Look above. That’s a lot of cultures — and that list doesn’t even include all of them. They all had different reasons for having locks. Some of them were formed by neglect. Some are a symbol of priesthood. Some are a symbol of feminine culture. Some are a symbol of asceticism. Some are for pure aesthetics. Can you “appropriate” all of that at once? No. The fact of the matter is that, unlike warbonnets and spirit houses, locked hair has a very wide variety of meanings that don’t globally communicate a specific cultural message.
So it’s probably misleading to call my hair “dreadlocks” if I don’t honor Jah. And it’s probably misleading to call my hair “jata” if I don’t honor Shiva. Piggybacking on those traditions would kinda be like faking my own Maori design and calling it moko. As such, I avoid all disrespect and misrepresentation by calling people’s hair “locks,” a culturally neutral term that — like kirituhi — has no restricted implications. (I also call my hair “locs” because it is associated with a group I belong to: diasporic Africans. Type “locs” into Google and see that everyone is black.)

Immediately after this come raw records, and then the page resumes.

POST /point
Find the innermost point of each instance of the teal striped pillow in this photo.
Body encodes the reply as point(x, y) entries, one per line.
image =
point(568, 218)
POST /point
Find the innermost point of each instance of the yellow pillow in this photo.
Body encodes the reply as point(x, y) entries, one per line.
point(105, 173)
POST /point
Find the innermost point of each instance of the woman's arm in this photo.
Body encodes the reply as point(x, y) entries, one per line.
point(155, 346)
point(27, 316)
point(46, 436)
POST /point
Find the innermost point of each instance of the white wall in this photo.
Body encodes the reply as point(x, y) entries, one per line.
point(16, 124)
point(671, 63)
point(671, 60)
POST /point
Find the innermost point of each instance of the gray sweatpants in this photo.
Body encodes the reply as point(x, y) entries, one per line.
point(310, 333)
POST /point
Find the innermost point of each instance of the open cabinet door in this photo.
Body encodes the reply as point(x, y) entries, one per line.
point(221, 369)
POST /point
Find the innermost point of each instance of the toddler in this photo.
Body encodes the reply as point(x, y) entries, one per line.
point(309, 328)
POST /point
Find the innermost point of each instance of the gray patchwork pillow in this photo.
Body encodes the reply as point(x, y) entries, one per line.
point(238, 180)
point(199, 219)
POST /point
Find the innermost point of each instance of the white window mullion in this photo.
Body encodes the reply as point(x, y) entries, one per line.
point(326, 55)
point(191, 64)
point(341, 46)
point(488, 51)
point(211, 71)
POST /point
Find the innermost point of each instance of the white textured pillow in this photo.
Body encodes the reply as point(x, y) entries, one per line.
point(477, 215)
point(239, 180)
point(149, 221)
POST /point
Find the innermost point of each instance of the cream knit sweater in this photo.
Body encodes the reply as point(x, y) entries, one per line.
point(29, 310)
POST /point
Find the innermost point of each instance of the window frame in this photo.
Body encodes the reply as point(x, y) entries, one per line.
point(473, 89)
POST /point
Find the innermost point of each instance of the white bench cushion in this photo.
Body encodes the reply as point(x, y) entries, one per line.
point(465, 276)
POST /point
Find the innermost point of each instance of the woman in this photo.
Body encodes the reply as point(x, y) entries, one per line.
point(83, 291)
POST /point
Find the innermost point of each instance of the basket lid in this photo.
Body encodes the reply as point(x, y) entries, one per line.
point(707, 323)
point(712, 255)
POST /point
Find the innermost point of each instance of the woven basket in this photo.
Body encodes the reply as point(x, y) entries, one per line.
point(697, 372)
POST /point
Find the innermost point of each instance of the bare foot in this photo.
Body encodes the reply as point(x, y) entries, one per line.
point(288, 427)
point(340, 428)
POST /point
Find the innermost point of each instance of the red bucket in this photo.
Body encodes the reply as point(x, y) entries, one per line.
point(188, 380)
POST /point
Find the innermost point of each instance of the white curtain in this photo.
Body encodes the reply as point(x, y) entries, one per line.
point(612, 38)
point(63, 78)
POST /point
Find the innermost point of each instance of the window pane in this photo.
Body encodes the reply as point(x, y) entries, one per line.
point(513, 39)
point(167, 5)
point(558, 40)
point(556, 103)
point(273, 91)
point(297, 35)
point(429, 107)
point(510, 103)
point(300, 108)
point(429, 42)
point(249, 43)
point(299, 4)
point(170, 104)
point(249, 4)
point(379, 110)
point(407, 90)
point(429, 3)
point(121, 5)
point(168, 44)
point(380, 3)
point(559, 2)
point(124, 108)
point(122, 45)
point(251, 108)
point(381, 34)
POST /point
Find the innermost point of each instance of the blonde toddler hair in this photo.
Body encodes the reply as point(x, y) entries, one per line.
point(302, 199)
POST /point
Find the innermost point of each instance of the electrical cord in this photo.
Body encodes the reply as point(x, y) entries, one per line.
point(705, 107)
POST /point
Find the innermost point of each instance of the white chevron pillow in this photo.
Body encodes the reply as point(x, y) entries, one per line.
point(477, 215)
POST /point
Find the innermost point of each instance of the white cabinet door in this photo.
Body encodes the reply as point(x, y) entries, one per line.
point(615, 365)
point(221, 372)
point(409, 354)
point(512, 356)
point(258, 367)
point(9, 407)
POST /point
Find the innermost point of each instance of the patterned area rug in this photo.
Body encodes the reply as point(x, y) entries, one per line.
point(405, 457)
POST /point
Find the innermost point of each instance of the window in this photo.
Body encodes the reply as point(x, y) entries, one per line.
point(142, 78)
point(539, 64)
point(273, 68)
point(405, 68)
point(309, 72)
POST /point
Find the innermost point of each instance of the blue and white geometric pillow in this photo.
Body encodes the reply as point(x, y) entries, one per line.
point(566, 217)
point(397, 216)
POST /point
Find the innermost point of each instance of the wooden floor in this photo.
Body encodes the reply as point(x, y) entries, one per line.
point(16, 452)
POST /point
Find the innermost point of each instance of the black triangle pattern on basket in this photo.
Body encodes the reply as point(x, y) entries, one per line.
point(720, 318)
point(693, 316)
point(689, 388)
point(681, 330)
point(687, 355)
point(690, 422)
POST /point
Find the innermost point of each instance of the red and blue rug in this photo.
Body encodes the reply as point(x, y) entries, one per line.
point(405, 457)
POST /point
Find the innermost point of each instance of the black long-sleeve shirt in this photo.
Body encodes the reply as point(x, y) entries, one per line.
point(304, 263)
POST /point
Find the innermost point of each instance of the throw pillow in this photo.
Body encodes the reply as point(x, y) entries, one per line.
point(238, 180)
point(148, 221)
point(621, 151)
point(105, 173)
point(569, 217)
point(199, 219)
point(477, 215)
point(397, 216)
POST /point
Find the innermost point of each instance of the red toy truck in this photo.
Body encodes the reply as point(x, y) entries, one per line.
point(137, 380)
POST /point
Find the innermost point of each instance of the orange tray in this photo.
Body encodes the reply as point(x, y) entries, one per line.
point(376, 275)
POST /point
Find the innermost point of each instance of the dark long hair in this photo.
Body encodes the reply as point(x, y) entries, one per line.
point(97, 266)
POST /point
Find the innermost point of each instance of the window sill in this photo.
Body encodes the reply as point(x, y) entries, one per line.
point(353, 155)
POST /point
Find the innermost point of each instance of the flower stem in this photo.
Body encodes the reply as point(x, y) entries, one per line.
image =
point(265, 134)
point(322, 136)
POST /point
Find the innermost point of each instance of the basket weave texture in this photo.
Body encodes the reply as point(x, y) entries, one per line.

Therefore, having locked hair is not bound by culture. But the name you call the locked hair might be. If you’re unsure of someone’s cultural background or reasons for locking, consider playing it safe and call them “locks.”
Cultural appropriation hinges on culture and power. Locked hair is spread across the world, and therefore does not inherently signify a power dynamic, specific culture, particular race, or set of practices.
Lastly: We live in plural societies. Phenotypical races do not indicate monoliths of ethnicity or culture. People immigrate, convert to religions, marry into cultures … you cannot tell anyone’s culture by their race. So “cultural appropriation” isn’t about witch hunting white people who wear locks, prayer beads, etc. Nonblack people can belong to many cultures that have traditionally had locks. Black people can belong to many cultures who have not traditionally had locks. But even if someone doesn’t belong to traditional cultures with locks, there are many modern subcultures that have unique, specific styles of locks as well — styles that don’t closely resemble any traditional practice anywhere on earth.
Beyond that, if we set aside the culture and politics, locks are a part of human physiology. It’s tangled hair. So to say that it’s owned by anyone, at the end of the day, is just an attempt to put red tape around something that’s always been done by the hands of nature herself.